Xbox Game Pass has always, in my mind, been a wonderfully enticing offering. Pay a relatively small fee each month/year in exchange for an ever-revolving door of games to play. These games would span the genres, the scale, and budgets that the industry offers, giving a curated taste that would satisfy the majority of people looking to play as a hobby without the need to be so ‘online’ they know the shoe size of every developer working today. But there’s always been a problem: Xbox doesn’t have the big games, and its biggest rarely make die-hard fans of other platforms jealous.
Right now, years into a ridiculous period of spending, Xbox is the owner of some of the very biggest games, the kind of IP pretty much every publisher on the planet would be envious of. It has Call of Duty, Fallout, Elder Scrolls, Diablo, World of Warcraft, Doom, Halo, Sea of Thieves, Gears of War, Forza Horizon, Minecraft, Starcraft, Crash Bandicoot, Wolfenstein… I could go on. Go deeper and there’s a treasure trove of loved but underused franchises, too, plus a raft of titles that look super promising.
Cue the massive balls up. Xbox’s recent closure of four Bethesda studios, including Tango Gameworks and Arkane Austin, were reportedly due in part to those studios not having any games coming soon.
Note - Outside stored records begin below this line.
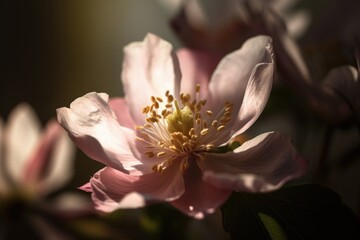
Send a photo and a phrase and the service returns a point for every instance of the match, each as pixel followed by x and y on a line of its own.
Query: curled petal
pixel 153 66
pixel 49 166
pixel 93 127
pixel 122 112
pixel 60 167
pixel 264 163
pixel 111 188
pixel 244 78
pixel 196 68
pixel 21 137
pixel 200 197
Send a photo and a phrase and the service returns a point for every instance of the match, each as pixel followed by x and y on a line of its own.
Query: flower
pixel 164 140
pixel 344 82
pixel 33 163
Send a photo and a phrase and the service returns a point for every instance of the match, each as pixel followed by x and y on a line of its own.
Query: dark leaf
pixel 299 212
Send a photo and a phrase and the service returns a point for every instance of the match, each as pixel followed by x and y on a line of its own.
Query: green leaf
pixel 273 227
pixel 299 212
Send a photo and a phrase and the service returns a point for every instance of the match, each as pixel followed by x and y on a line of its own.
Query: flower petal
pixel 244 78
pixel 256 95
pixel 21 137
pixel 150 68
pixel 3 181
pixel 264 163
pixel 122 112
pixel 200 197
pixel 61 162
pixel 94 128
pixel 110 187
pixel 196 68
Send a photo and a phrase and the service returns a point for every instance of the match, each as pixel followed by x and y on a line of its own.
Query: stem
pixel 322 168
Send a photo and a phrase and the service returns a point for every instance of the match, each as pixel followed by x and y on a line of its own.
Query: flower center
pixel 176 129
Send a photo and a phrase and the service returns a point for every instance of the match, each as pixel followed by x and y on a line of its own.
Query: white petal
pixel 150 68
pixel 256 96
pixel 196 68
pixel 3 181
pixel 111 188
pixel 95 130
pixel 262 164
pixel 61 164
pixel 244 77
pixel 21 137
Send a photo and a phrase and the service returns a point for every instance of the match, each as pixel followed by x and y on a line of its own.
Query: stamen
pixel 181 129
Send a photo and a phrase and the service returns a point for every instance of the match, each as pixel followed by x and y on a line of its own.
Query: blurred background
pixel 55 51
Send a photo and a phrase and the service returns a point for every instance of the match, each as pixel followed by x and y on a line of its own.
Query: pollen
pixel 181 130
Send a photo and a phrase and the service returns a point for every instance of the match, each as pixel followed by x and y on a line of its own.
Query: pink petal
pixel 4 185
pixel 21 137
pixel 60 167
pixel 196 68
pixel 122 112
pixel 256 95
pixel 150 68
pixel 262 164
pixel 244 77
pixel 200 198
pixel 93 127
pixel 110 186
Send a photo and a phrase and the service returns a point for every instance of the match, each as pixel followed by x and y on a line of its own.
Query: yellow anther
pixel 197 88
pixel 221 127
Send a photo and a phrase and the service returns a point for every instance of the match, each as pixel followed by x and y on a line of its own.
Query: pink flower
pixel 161 142
pixel 33 163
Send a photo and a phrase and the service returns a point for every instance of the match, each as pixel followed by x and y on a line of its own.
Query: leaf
pixel 299 212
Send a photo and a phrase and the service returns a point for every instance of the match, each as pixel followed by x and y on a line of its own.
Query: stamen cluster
pixel 177 131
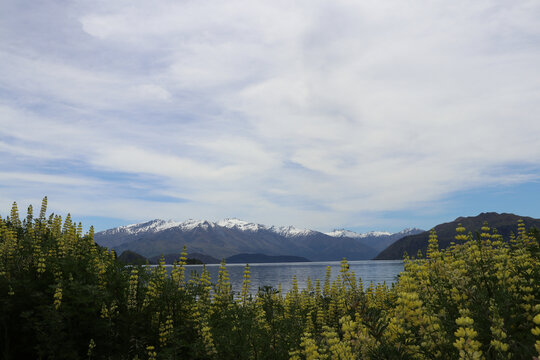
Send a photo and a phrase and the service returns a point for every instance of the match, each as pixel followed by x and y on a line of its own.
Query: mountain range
pixel 230 237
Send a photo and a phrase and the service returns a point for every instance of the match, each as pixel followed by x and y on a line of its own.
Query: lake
pixel 282 273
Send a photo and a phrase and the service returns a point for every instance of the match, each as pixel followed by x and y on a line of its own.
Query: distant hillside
pixel 504 223
pixel 230 237
pixel 261 258
pixel 132 258
pixel 377 240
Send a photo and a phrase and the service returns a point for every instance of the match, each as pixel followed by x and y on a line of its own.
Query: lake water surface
pixel 282 273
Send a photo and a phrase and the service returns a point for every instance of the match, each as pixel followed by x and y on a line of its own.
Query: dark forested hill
pixel 504 223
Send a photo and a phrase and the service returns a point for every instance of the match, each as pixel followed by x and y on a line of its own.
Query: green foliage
pixel 64 297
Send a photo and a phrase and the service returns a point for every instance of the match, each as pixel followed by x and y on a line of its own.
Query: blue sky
pixel 372 115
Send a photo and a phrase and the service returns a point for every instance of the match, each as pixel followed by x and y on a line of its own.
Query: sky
pixel 365 115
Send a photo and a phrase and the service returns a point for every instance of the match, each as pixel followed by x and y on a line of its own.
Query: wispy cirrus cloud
pixel 310 113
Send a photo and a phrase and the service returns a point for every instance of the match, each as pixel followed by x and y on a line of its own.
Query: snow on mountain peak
pixel 153 226
pixel 234 223
pixel 352 234
pixel 289 231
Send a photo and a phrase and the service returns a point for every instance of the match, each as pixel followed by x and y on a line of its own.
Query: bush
pixel 62 296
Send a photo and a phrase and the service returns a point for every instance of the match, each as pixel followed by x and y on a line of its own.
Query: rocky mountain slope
pixel 232 236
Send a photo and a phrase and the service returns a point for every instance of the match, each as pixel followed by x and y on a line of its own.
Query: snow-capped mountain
pixel 233 236
pixel 378 240
pixel 352 234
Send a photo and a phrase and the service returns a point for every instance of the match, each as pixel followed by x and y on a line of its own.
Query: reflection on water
pixel 282 273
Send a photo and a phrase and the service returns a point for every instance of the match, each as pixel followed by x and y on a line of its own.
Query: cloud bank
pixel 311 113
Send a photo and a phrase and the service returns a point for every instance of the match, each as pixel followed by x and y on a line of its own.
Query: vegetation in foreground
pixel 64 297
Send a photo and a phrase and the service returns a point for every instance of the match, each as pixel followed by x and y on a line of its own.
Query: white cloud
pixel 307 113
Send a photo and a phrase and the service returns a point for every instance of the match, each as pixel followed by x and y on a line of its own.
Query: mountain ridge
pixel 505 223
pixel 232 236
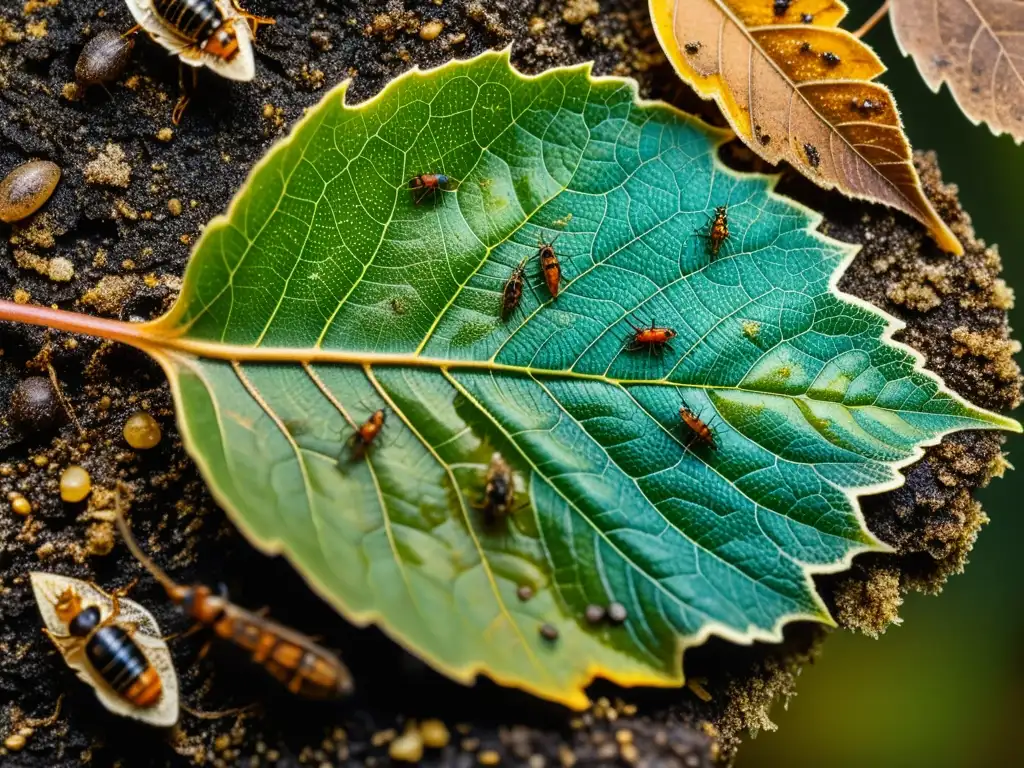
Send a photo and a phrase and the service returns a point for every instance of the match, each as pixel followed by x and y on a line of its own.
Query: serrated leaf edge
pixel 166 349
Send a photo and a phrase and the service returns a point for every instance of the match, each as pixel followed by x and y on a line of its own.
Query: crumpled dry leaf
pixel 796 87
pixel 974 46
That’s a bizarre, borderline inept, reason to shut quality studios that have a history of creating award-winning games. Prestige games that turn heads and make noise. You have a reputation for a lack of games, so you close studios responsible for some amazing games. Xbox has always faced an uphill battle winning over the ‘community’ and given its enormous resources are justly mired in negativity when things like this happen.